Hello,

I am trying to profile a function of OpenMx (http://openmx.psyc.virginia.edu) for CPU time. My operating system is OS X 10.10. OpenMx contains C++ and Fortran code. I have read the section regarding profiling compiled code in the manual (https://cran.r-project.org/doc/manuals/r-release/R-exts.html#Profiling-compiled-code). This section and this post (http://blog.fellstat.com/?p=337) lead me to try Instruments. Here is what I did:

-Opened Instruments
-Chose the Time Profiler Template
-Pressed Record
-Started my script using RStudio

The output of instruments looks like this: http://i.stack.imgur.com/aKIQm.jpg. The command line tool "sample" returns the same output

The problem is that it looks like "omxunsafedgemm_", the functions that consumes the vast majority of the time, would be called directly from the Main Thread. However, this is a low level Fortran function. It is always called by a C++ function called "omxDGEMM". In this example "omxDGEMM" is first called by "omxCallRamExpection" (so almost at the bottom of the call tree). The total time of "omxDGEMM" is 0. Thus, the profiling information is currently useless.

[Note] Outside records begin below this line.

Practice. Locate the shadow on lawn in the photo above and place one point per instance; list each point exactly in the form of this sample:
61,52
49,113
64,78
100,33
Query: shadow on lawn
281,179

In the original version of the package "omxDGEMM" is defined as inline. I changed this in the hope that it would resolve the issue. This was not the case. "omxunsafedgemm" is called by "omxDGEMM" like that

F77_CALL(omxunsafedgemm)(&transa, &transb,
                        &(nrow), &(ncol), &(nmid),
                        &alpha, a->data, &(a->leading),
b->data, &(b->leading),&beta, result->data, &(result->leading));

Any ideas how to obtain a sensible profiler output?